Wednesday, August 11, 2010

T.I.A?


Diamonds are a girl's best friend. Well, a certain Ms. Naomi Campbell begs to differ. The volatile supermodel was in the dock last week, on charges of accepting 'blood diamonds' from convicted Liberian president Charles Taylor in 1997.

Predictably, the mainstream media has focused all their attention on the celebrity factors surrounding the Sierra Leon trials. The BBC, with the rest of the western media, have been in sixes and sevens to get exclusive live feeds of Campbell and actress Mia Farrow's testimonies. One wonders if the trials would have got any major coverage at all, if it didn't involve high-profile western celebrities.

Global reporting continues in its one-dimensional trajectory. News from Africa continues to be mostly about 'dead, black babies', Ian Hargreaves, ex-boss of the BBC, once said. Furthermore, these stories are almost always relegated to the tiny, cobwebbed sections that get seldom noticed in a newspaper.

Take Somalia or Sudan, for instance. They've been torn by civil strife for a better part of the last two decades. Yet, the 1.5 million internally displaced Somalis get little or no mention in the Western media.

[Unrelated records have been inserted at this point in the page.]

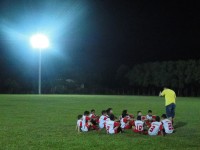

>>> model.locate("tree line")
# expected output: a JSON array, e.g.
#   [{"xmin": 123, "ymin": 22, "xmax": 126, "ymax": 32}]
[
  {"xmin": 0, "ymin": 59, "xmax": 200, "ymax": 96},
  {"xmin": 117, "ymin": 59, "xmax": 200, "ymax": 96}
]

Sure, there's the whole proximity argument--why would someone in Little Rock, Arkansas want to read about gun battles in Mogadishu? One word: Globalisation. Shell. Co. and other Western oil giants have huge vested interests in Sudan. As they strike deals with the despotic Muhammad Al-Bashr, thousands are displaced from their homes, which in the oil-rich areas. One might even argue that the whole civil war has little to do with ethnic cleansing and is more about the distribution of resources across the country. This has got to sit rather uneasily with the conscience of the average Redneck, every time he takes his gas-guzzling Hummer for a spin. But somehow, it doesn't.